Red Velvet Cheesecake Balls

Bite-sized red velvet cheesecake balls dipped in smooth dark chocolate coating topped with sprinkles Save
Bite-sized red velvet cheesecake balls dipped in smooth dark chocolate coating topped with sprinkles | chenkudos.com

These decadent red velvet cheesecake balls combine the best of both worlds—moist, vibrant red velvet cake mixed with smooth, tangy cheesecake filling, all enrobed in a silky chocolate shell.

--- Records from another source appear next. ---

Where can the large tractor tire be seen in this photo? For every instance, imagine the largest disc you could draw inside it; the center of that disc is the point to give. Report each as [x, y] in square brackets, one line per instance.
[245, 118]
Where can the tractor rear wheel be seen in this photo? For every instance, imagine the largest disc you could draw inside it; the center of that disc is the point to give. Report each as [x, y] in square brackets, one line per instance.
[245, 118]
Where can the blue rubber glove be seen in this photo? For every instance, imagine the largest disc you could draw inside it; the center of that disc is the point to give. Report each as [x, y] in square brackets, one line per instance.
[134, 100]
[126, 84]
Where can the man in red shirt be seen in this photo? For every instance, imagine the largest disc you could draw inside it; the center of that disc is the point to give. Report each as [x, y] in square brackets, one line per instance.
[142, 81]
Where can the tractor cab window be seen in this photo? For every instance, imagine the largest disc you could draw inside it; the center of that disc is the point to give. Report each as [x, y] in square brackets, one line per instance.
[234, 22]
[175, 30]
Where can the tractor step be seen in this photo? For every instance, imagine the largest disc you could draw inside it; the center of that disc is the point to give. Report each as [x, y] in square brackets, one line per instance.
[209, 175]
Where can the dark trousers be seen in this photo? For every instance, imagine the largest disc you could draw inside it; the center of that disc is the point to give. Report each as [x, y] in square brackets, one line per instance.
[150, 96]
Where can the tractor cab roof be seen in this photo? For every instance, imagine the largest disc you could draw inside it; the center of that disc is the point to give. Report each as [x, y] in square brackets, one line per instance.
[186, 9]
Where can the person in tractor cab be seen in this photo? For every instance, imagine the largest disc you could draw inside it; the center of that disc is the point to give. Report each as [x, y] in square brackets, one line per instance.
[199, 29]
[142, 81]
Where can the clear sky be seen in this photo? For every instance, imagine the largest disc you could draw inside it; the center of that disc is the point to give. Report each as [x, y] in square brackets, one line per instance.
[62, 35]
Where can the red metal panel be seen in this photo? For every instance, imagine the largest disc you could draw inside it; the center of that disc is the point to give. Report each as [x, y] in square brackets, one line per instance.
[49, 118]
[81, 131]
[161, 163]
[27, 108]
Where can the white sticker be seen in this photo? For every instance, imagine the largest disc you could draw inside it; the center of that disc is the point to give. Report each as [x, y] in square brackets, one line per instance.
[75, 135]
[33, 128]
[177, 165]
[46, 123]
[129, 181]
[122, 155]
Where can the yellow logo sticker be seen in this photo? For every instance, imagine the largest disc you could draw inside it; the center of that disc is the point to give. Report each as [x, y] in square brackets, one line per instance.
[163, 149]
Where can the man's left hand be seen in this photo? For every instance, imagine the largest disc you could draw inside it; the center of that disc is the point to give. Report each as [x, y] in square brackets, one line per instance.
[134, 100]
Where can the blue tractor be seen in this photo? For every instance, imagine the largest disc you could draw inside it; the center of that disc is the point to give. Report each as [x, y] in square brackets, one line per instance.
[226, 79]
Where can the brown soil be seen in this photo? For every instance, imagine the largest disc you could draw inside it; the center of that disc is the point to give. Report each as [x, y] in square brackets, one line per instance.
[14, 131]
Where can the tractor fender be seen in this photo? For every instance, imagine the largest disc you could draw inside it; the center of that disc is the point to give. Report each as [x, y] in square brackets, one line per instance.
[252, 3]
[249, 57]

Each bite delivers the perfect balance of sweetness and creaminess, making them an irresistible treat for any occasion.

The process starts with baking a simple red velvet cake from scratch, then crumbling it and combining it with a rich cream cheese mixture. After rolling into bite-sized balls and chilling, they're dipped in melted chocolate for that finishing touch. The result is 24 handheld desserts that look impressive and taste incredible.

These treats are incredibly versatile—use white chocolate for a stunning contrast, dark chocolate for intense richness, or even ruby chocolate for a unique twist. They store beautifully in the fridge or freezer, making them perfect for preparing ahead of parties, holidays, or gifting.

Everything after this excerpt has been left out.